Not unlike the railroads that spread their tracks across the country in the 19th century, today’s rail trails are evolving into a network of their own in Vermont and beyond. In Sheldon, the LVRT already crosses the Missisquoi Valley Rail Trail, which runs from St Albans to Richford. The town of Richford is currently working to extend the latter trail the final two miles to the Canadian border, VAST’s Locke said; for now, cyclists can make an on-road connection to Canada and Québec’s Route Verte, a 3,300-mile system of multiuse trails crisscrossing the province.
Plans are meanwhile in the early stages for a connection between the LVRT’s St Johnsbury terminus and Whitefield, NH, where travelers would reach the existing Cross New Hampshire Adventure Trail, which would take them all the way to Bethel, ME, according to Marianne Borowski, co-chair of a two-state group working toward establishing the link.
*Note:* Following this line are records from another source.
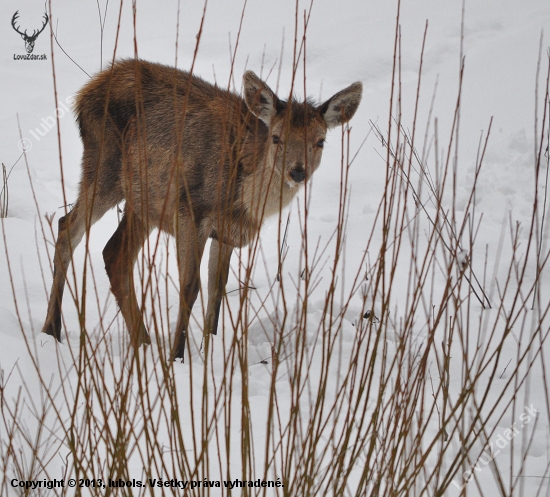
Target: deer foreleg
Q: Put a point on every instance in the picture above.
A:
(190, 241)
(218, 271)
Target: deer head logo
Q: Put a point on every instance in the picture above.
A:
(29, 39)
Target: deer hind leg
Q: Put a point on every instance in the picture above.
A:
(120, 255)
(71, 230)
(218, 271)
(190, 241)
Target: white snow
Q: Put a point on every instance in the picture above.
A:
(347, 41)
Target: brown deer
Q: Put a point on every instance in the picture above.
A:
(193, 160)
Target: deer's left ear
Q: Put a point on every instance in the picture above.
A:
(340, 108)
(259, 98)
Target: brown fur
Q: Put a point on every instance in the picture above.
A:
(192, 159)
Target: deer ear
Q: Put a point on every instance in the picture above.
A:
(258, 97)
(340, 108)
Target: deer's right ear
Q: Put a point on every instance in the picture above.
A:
(259, 98)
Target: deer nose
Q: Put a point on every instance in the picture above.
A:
(298, 173)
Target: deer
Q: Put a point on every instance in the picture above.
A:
(29, 39)
(191, 159)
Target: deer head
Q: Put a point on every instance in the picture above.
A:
(29, 39)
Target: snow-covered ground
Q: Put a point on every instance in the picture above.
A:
(347, 41)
The 27-mile connection, over the defunct Twin State Railroad right-of-way, has been embargoed — closed to train traffic — since 1999.
In Borowski’s words, the route has become “completely unusable due to washouts and deterioration of the railbed.”
How long might it be before bicyclists will be humming along the link?

“It’ll be a while,” she said in an understated tone that hinted at the challenges of converting railroads to trails anywhere, including the Lamoille Valley, where the route last saw trains 28 years ago.
When that “while” ends, foot-powered travelers will be able to follow off-road trails all the way from Swanton to Maine, or from Maine to Rhode Island, for example — “on a bike, at least,” Locke said (explaining that “there’s no active snowmobiling in Rhode Island or that part of Massachusetts”).
In Vermont, the long-distance routes for foot-powered travel — and often snowmobiles — include, in addition to the Lamoille and Missisquoi trails, part of the Western New England Greenway, which roughly parallels US 7 from Connecticut through Vermont to a connection with the Route Verte in Alburgh; the Cross Vermont Trail, which runs from Burlington to Wells River, with the onward connection to the xNHAT; the Brattleboro-South Londonderry West River Trail; and any number of privately and publicly maintained biking and hiking networks in towns such as Bennington and Hardwick.
When the LVRT is completed next year, about 248 miles of former railroads in the Green Mountain State will have been transformed into all or part of 18 rail trails. Not all of the longer-distance routes are complete, however; travelers sometimes must detour onto roads — sometimes heavily trafficked ones.
Rail trails are typically so-called railbanked rights-of-way, which means in most cases, LVRT’s included, that they have been reserved by federal statute for reversion to active use by the railroad in question — a highly unlikely eventuality.
Heather Irish, communications director at the Washington, DC-based Rails-to-Trails Conservancy, told VermontBiz that, among the 2000-plus rail trails in the United States, “there are only two known instances of a developed rail-trail within the railbanked corridor that had to be removed or relocated to accommodate reactivated rail service.”
The chances of such reactivation in Vermont are thus close to nil, assuring tourists and local users of growing opportunities for outdoor recreation all around the state.

C.B. Hall is a freelance writer from southern Vermont.